46 Chromosomes → 23 Homologs (“identical” chromosome pairs - after replication there are 2 sister chromatid sets in 1 homolog)
Steps of Mitosis
Prophase = Nuclear envelope dissolves, centrosomes move to poles → create spindle → MT’s probe for kinetochores (on the connecter of sister chromatids)

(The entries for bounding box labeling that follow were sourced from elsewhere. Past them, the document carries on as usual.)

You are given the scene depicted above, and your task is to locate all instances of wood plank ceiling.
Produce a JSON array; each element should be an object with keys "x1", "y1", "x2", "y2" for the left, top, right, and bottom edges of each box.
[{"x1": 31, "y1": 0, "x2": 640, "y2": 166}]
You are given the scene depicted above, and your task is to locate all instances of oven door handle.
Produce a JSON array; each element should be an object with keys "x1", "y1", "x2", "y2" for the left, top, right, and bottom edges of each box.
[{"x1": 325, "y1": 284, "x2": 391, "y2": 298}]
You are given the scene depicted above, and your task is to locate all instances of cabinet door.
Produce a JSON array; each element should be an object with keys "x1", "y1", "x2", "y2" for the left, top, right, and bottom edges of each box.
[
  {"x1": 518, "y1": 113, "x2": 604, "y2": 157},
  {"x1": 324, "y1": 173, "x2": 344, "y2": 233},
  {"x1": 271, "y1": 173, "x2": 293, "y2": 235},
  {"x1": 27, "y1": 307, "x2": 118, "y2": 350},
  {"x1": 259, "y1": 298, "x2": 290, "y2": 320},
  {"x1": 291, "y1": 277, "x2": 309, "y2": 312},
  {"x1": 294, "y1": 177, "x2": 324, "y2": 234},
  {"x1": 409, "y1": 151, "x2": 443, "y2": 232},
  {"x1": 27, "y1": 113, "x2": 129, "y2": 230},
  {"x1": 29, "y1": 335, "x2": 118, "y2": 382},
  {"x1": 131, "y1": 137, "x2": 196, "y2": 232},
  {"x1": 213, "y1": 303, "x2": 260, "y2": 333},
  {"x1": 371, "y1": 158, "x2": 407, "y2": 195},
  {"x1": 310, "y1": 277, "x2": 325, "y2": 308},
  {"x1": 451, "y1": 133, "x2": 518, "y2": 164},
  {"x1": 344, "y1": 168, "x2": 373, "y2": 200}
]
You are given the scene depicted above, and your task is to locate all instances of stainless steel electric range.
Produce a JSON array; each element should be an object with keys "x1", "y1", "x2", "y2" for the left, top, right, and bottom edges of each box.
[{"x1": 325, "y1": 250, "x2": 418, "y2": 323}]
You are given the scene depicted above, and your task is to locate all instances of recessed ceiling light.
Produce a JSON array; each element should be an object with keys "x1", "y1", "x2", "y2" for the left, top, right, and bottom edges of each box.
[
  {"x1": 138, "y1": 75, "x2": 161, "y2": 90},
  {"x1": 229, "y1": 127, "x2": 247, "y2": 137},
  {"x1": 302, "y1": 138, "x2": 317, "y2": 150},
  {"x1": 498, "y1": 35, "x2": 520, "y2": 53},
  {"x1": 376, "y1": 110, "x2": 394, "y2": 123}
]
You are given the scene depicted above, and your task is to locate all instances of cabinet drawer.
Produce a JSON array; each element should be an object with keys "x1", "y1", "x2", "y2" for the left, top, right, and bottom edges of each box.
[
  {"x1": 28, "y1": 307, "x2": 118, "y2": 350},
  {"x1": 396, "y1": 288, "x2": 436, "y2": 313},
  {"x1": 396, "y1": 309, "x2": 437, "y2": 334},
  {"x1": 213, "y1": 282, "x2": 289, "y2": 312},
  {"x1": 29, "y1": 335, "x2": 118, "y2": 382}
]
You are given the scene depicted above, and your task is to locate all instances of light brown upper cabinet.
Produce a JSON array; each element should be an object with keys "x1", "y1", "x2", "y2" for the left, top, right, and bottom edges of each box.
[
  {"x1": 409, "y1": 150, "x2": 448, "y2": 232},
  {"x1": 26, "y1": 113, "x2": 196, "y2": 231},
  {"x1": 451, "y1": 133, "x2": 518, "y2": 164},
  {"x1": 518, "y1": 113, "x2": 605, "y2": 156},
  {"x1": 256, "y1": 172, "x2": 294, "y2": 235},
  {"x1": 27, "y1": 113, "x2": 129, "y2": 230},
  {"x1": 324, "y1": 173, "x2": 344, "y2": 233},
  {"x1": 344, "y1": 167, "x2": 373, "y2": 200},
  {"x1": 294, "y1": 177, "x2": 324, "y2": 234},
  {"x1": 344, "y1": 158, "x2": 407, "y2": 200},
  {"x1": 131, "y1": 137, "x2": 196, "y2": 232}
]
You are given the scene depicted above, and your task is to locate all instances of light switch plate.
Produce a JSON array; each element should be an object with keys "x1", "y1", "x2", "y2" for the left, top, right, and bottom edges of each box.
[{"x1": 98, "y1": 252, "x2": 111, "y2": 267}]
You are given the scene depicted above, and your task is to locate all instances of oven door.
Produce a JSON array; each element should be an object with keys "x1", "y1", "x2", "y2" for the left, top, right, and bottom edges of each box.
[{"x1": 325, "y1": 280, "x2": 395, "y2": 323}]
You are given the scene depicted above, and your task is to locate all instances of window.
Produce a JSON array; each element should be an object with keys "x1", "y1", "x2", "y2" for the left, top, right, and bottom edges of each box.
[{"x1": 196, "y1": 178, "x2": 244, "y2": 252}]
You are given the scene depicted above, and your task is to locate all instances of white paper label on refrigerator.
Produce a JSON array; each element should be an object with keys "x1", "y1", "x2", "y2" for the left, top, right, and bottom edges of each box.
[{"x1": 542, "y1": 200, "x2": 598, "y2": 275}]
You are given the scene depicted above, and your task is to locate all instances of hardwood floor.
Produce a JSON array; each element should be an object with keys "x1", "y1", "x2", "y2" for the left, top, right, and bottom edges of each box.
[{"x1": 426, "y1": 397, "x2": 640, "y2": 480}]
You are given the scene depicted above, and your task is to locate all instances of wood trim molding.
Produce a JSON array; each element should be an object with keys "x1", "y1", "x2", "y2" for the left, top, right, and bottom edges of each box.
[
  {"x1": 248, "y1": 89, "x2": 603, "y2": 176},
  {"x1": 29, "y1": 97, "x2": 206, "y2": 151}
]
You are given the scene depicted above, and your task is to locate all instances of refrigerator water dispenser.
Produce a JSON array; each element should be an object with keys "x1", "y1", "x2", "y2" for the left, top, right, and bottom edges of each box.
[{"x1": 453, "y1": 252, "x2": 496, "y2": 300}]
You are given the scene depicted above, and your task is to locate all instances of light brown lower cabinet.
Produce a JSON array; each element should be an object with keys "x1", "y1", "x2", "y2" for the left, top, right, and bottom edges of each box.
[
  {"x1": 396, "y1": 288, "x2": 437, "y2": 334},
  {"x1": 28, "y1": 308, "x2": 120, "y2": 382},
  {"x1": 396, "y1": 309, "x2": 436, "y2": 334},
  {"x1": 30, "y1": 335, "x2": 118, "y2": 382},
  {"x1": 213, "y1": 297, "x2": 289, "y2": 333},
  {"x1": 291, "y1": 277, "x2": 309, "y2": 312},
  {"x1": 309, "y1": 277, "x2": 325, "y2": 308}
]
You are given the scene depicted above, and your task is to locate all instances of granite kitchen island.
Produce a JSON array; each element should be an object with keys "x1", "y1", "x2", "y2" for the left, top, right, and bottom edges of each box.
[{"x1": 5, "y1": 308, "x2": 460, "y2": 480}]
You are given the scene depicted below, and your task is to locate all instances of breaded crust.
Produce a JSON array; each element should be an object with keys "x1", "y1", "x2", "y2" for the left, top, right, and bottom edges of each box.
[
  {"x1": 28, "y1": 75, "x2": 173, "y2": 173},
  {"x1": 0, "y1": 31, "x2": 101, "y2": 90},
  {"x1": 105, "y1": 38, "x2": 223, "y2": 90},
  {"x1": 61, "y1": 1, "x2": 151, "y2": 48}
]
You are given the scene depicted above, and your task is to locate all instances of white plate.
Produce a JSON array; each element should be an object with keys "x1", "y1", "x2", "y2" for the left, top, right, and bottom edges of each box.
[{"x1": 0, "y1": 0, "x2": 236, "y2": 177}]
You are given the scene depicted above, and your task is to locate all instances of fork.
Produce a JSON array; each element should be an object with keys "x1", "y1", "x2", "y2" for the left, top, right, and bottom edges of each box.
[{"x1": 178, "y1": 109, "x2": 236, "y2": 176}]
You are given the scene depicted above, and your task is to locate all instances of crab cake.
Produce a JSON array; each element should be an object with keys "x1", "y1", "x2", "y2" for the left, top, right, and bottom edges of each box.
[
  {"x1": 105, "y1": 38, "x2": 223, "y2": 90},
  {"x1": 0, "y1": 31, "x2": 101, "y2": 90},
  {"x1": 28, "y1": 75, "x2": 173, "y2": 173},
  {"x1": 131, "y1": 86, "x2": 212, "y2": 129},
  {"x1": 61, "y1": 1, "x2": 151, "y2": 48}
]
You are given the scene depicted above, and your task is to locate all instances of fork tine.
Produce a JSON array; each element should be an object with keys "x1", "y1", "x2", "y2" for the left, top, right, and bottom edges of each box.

Metaphase = when kinetochore MT from each pole connects to sister chromatids, its pulled to central line - all sister chromatids must be in center line to continue
Anaphase = MT’s pull apart sisters - one to each pole
Telophase = reforming of nuclear envelope, chromosomes decondense
Haploid vs diploid (gametes vs somatic cells)
Gametes (sperm/egg cells) only have one homolog (1n) of each chromosome (one set of sister chromatids post-replication) → gametes are haploid
Somatic cells have 2 homologs (2n) of each chromosome (2 sets of sister chromatids post-replication) → somatic cells are diploid
Steps of Meiosis
Start with Diploid Cell (2 sets of sister chromatids post-replication)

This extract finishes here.